1st President of the Maldives
- In office 1 January 1953 – 21 August 1953
- Vice President: Ibrahim Muhammad Didi
- Preceded by: Office established
- Succeeded by: Ibrahim Muhammad Didi (Acting) Office abolished Sultanate of Maldives (Muhammad Fareed Didi)

Minister of Interior
- In office 7 April 1943 – 21 August 1953
- Monarchs: Hassan Nooraddeen II Abdul Majeed Didi
- Preceded by: Hassan Fareed Didi
- Succeeded by: Ibrahim Nasir

Minister of Foreign Affairs
- In office 29 October 1944 – 21 August 1953
- Monarch: Abdul Majeed Didi
- Preceded by: Hassan Farid Didi
- Succeeded by: Ibrahim Ali Didi

Personal details
- Born: 20 July 1910 Athireege, Malé, Maldive Islands
- Died: 19 January 1954 (aged 43) Vihamanaafushi, Maldives
- Party: Peoples' Progressive Party
- Spouse: Fathimath Saeed
- Relations: Family of Mohamed Amin Didi
- Children: 3, including Ameena

= Mohamed Amin Didi =

1st president of the Maldives

Sumuvvul Ameer Mohamed Amin Dhoshimeynaa Kilegefaanu (ސުމުއްވުލް އަމީރު މުހައްމަދު އަމީން ދޮށިމޭނާ ކިލެގެފާނު; 20 July 1910 – 19 January 1954), popularly known as Mohamed Amin Didi, was a Maldivian politician who served as the first president of the Maldives and as the head of government between 1 January 1953, and 21 August 1953. Amin Didi was also the principal of Majeedhiyya School from 1946 to 1953.

Amin Didi was the leader of the first political party in the Maldives, Rayyithunge Muthagaddim Party.
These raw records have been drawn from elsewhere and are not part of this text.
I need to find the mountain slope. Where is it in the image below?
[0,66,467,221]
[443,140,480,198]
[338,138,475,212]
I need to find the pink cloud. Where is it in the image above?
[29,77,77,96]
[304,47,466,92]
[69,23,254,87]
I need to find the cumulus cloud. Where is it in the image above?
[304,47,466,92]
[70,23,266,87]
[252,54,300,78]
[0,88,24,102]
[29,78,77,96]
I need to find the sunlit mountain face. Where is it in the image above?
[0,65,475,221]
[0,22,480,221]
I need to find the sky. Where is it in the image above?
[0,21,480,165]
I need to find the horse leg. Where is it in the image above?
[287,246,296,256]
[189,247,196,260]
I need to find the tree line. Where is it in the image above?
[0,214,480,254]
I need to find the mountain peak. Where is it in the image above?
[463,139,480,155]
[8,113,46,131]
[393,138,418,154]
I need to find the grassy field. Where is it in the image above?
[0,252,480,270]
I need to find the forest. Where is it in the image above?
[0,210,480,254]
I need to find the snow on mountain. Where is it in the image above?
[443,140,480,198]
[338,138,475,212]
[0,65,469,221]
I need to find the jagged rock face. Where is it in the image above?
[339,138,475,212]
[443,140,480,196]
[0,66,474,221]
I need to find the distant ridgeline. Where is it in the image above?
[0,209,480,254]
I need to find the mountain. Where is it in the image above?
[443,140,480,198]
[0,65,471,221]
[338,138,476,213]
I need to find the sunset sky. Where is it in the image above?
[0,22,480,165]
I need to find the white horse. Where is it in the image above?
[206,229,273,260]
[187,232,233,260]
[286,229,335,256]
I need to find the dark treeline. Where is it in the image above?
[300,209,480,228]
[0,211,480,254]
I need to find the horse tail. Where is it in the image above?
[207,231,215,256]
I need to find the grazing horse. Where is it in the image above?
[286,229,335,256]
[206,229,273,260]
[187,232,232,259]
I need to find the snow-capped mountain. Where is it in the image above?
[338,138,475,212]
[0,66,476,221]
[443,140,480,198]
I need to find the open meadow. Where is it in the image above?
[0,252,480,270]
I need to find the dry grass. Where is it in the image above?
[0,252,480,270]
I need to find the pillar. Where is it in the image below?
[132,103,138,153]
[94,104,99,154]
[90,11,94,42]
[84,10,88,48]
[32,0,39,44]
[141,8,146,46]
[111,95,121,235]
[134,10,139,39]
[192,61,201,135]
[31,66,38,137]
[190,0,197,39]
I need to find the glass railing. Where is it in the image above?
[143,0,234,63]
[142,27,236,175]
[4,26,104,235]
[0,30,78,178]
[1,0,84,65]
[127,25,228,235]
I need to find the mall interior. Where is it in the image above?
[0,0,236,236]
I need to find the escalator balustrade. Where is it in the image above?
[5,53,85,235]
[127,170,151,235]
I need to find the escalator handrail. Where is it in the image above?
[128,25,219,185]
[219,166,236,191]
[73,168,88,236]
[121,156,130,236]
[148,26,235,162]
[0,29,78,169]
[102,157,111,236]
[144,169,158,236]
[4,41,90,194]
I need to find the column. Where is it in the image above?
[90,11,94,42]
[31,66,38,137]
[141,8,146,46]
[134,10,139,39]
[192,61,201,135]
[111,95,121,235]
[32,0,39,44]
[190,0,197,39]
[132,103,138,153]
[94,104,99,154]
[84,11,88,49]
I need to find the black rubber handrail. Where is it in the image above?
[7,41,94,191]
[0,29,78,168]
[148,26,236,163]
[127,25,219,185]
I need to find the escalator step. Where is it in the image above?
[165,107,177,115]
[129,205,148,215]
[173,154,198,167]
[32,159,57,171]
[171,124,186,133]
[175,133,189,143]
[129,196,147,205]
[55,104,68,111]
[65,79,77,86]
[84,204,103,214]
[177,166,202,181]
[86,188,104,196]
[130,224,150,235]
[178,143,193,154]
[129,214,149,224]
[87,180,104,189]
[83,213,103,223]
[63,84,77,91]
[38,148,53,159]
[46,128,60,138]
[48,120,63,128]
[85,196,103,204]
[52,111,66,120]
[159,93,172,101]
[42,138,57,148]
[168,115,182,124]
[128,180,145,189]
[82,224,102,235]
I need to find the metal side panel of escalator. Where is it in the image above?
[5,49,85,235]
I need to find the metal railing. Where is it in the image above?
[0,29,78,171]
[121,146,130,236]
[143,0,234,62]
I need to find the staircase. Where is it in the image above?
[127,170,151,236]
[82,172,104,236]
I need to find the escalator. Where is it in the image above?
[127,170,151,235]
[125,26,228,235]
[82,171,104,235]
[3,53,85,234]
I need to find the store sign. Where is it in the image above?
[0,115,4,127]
His political program included efforts to modernize the country, including the advancement of women, education in the Maldives, nationalising the fish export industry and an unpopular ban on tobacco smoking.

Amin Didi took office during post World War II period, a time when the country was in widespread famine and exhausted resources.

==Early life==
Amin was the son of Athireegey Ahmed Dhoshimeynaa kilegefaan and Roanugey Aishath Didi. He was a descendant of the Huraa Dynasty, from his father's side. In 1920, he went abroad to Ceylon (now Sri Lanka) and studied in Saint Joseph's College, Colombo. In 1928, he went to India for further studies in Aligarh Muslim University, returning to the Maldives one year later. His wife was Fathimath Saeed, and his only child was Annabeela Ameena Mohamed Amin

== Premiership ==
He was appointed as the prime minister on 1 January 1947 and left on 2 September 1953. During his time as prime minister, he wrote a promotional booklet titled ‘Ladies and Gentlemen: The Maldive Islands’, which provided foreigners information about the life, culture and economy about the Maldives.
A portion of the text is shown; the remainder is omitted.